El “Ojo de Dios” al descubierto

La Nebulosa de la Hélice es una nebulosa planetaria, un nombre inapropiado ya que estas formaciones no están relacionadas con planetas, sino que representan los restos de estrellas moribundas similares al sol. Estas estrellas expulsan capas de gas y polvo en sus momentos finales, que luego permanecen como nubes brillantes. Las observaciones de JWST revelan un marcado contraste entre el gas cálido e ionizado en el núcleo de la nebulosa y las capas más antiguas y frías de polvo expulsado que la rodean.

La cámara de infrarrojo cercano del telescopio ha eliminado la apariencia nebulosa que se ve en imágenes anteriores de observatorios como el Hubble y el Spitzer. En cambio, muestra una escena ricamente texturizada de materiales en colisión: columnas de gas caliente que atraviesan capas de polvo, creando estructuras similares a las de los cometas. Este nivel de detalle era anteriormente inalcanzable, lo que ofrece a los astrónomos una visión más clara de la evolución de la nebulosa.

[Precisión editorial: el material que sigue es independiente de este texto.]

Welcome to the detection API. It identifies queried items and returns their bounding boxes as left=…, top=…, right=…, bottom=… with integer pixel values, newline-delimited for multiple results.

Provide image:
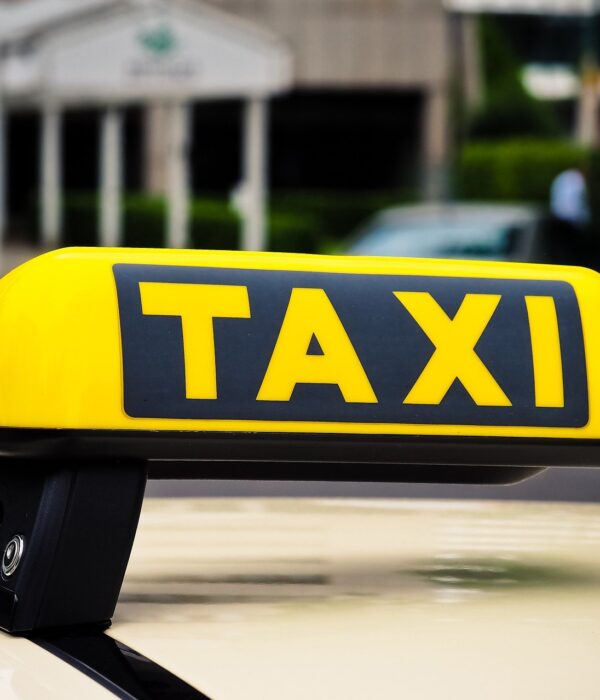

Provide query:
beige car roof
left=105, top=499, right=600, bottom=700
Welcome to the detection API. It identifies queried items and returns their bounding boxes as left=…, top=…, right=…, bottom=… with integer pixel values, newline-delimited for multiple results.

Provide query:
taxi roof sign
left=0, top=249, right=600, bottom=632
left=0, top=249, right=600, bottom=478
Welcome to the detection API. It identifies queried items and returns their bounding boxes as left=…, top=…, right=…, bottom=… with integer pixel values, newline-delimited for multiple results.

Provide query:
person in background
left=547, top=168, right=591, bottom=265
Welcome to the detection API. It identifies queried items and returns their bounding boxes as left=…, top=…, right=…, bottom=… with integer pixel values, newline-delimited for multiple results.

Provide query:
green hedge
left=57, top=192, right=406, bottom=253
left=455, top=139, right=591, bottom=203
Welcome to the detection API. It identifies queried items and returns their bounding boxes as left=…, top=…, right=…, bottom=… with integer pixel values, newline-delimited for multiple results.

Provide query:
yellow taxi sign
left=0, top=249, right=600, bottom=440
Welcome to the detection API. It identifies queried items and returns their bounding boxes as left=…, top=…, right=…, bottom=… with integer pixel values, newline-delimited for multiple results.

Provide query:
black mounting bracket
left=0, top=459, right=146, bottom=633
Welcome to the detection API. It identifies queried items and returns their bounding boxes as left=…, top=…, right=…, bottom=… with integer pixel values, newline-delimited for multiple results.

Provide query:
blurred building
left=0, top=0, right=478, bottom=246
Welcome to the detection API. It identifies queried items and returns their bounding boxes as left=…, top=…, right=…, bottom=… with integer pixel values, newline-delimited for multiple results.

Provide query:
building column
left=99, top=107, right=123, bottom=247
left=0, top=95, right=8, bottom=246
left=242, top=97, right=268, bottom=250
left=144, top=102, right=171, bottom=195
left=40, top=103, right=62, bottom=248
left=167, top=103, right=190, bottom=248
left=423, top=85, right=449, bottom=201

De la destrucción a la creación

La estructura de la Nebulosa Helix no se trata sólo de la muerte estelar; también se trata de renacer. El gas y el polvo expulsados ​​sirven como materia prima para futuras estrellas y planetas. Las imágenes de JWST revelan estructuras fractales que se forman dentro de la nebulosa, donde algún día podrían fusionarse nuevos mundos.

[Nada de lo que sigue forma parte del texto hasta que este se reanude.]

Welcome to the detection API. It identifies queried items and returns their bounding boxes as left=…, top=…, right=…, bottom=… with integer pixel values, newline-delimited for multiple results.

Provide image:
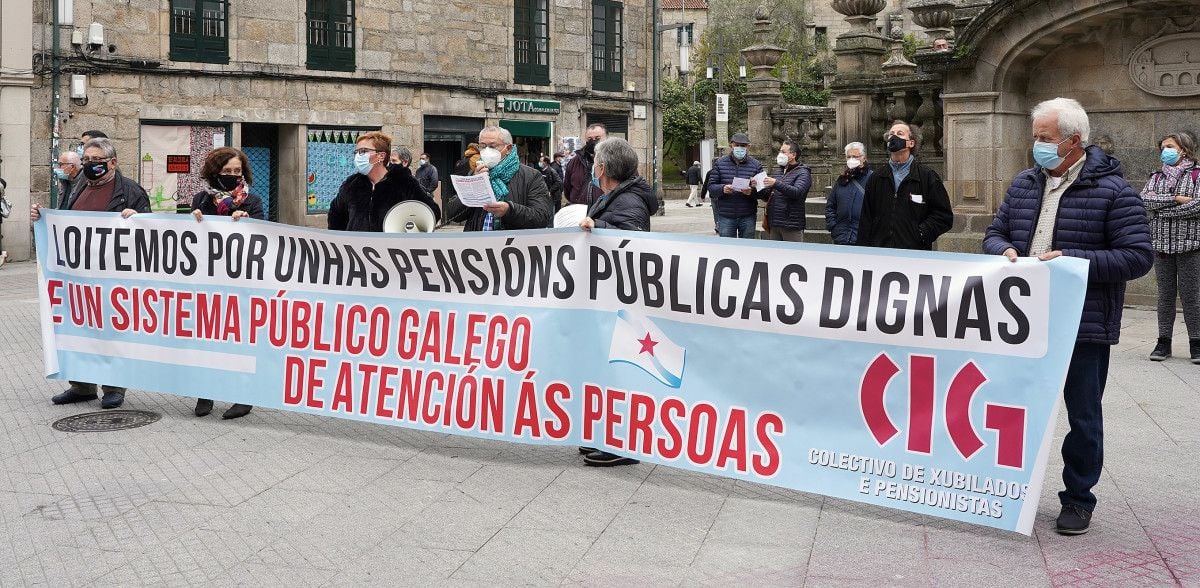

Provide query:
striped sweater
left=1141, top=163, right=1200, bottom=253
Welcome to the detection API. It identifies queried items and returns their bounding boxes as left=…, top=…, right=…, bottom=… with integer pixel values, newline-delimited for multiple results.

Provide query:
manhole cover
left=53, top=410, right=162, bottom=433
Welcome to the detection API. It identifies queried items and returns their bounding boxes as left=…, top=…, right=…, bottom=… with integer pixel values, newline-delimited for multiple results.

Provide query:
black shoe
left=1054, top=504, right=1092, bottom=535
left=1150, top=337, right=1166, bottom=361
left=583, top=451, right=640, bottom=468
left=221, top=404, right=254, bottom=419
left=50, top=386, right=96, bottom=404
left=100, top=390, right=125, bottom=408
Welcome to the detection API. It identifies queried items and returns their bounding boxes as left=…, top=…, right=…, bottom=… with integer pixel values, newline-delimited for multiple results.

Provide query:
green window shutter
left=169, top=0, right=229, bottom=64
left=512, top=0, right=550, bottom=85
left=592, top=0, right=624, bottom=92
left=305, top=0, right=356, bottom=72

Los astrónomos han quedado sorprendidos por la capacidad del telescopio para revelar galaxias distantes incluso dentro de estos detallados retratos de nebulosas. La astrofísica Jessie Christiansen describió las imágenes como si fueran un “primer plano de lavanda” hasta que se dio cuenta de las galaxias esparcidas por todo el encuadre. Esto resalta la capacidad única de JWST para capturar objetos celestes tanto en primer plano como en segundo plano con una precisión excepcional.

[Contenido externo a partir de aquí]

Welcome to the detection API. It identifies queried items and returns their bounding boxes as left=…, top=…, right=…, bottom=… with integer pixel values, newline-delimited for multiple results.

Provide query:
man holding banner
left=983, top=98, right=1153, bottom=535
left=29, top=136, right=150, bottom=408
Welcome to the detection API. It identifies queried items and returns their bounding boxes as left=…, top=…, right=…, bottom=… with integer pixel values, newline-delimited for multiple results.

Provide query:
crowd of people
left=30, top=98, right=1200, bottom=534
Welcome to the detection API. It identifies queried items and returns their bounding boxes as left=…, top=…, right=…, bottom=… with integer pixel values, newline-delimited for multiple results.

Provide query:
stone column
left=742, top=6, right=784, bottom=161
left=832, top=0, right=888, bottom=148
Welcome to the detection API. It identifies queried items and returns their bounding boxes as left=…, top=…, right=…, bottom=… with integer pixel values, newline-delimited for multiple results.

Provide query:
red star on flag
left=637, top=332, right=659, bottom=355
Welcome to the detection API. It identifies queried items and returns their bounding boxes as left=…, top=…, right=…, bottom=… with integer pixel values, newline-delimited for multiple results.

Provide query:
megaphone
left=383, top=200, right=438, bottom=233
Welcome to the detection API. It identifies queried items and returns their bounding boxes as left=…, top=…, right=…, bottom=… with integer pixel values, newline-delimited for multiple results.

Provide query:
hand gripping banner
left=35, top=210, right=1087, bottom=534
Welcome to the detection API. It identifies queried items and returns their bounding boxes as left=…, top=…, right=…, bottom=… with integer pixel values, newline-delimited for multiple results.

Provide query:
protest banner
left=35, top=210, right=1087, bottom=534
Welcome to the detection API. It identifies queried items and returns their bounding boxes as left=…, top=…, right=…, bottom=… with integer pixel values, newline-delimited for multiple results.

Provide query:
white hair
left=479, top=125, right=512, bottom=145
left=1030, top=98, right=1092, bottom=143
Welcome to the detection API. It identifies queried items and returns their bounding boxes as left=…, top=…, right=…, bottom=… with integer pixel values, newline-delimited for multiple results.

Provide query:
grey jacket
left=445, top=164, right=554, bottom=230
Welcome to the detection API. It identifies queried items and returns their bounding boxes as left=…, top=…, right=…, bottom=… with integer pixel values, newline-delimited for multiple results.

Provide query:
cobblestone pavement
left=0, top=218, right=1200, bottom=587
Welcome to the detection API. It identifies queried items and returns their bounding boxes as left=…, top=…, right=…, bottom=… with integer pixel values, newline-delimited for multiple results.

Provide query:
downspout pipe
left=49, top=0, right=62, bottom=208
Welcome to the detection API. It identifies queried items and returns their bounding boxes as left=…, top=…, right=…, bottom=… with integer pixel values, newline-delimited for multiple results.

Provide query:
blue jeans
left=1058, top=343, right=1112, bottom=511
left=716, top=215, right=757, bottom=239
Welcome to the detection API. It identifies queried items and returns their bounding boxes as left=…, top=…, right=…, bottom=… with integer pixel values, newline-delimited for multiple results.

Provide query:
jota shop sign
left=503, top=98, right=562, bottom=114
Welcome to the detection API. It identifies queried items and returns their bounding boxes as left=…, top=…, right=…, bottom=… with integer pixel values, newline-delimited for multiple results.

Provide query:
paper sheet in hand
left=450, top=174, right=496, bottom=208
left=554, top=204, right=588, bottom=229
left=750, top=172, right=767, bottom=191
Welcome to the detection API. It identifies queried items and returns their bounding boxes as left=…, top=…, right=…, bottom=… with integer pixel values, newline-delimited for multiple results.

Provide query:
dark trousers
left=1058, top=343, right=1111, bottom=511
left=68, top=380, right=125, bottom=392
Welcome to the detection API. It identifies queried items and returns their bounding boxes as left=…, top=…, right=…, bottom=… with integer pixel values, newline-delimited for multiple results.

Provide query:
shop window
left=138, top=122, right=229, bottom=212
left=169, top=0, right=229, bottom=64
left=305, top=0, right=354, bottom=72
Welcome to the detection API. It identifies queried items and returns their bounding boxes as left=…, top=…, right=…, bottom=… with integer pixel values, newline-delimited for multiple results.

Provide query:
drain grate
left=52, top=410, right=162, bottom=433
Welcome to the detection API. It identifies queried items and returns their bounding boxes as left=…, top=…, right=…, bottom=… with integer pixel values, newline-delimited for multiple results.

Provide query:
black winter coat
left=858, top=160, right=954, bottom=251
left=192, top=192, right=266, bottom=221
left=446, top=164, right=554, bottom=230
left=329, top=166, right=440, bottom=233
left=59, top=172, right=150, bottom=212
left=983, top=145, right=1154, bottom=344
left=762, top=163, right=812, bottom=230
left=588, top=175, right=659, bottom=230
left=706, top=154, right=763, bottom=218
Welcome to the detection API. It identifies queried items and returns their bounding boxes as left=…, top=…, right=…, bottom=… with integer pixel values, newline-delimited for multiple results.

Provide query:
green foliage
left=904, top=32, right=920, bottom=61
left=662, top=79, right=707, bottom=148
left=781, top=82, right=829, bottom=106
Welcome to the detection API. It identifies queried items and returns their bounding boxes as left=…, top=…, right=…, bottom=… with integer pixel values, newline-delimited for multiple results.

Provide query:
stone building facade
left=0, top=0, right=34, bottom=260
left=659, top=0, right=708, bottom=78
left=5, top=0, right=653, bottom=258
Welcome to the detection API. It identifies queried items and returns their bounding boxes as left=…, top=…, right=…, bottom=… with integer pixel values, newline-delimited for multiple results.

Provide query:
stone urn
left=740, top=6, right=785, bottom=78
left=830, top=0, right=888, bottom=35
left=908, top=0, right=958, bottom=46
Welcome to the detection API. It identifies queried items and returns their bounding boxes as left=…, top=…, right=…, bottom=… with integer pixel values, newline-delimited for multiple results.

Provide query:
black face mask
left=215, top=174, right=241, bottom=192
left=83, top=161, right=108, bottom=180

La Nebulosa Helix es un entorno dinámico donde la destrucción y la creación se entrelazan. Las nuevas imágenes del JWST proporcionan información invaluable sobre este proceso, mostrando cómo las estrellas moribundas contribuyen al ciclo continuo de la evolución cósmica.

Estas observaciones subrayan el poder de los telescopios espaciales avanzados para revelar las complejidades ocultas del universo, demostrando cómo incluso la muerte puede sembrar las semillas de nuevos comienzos.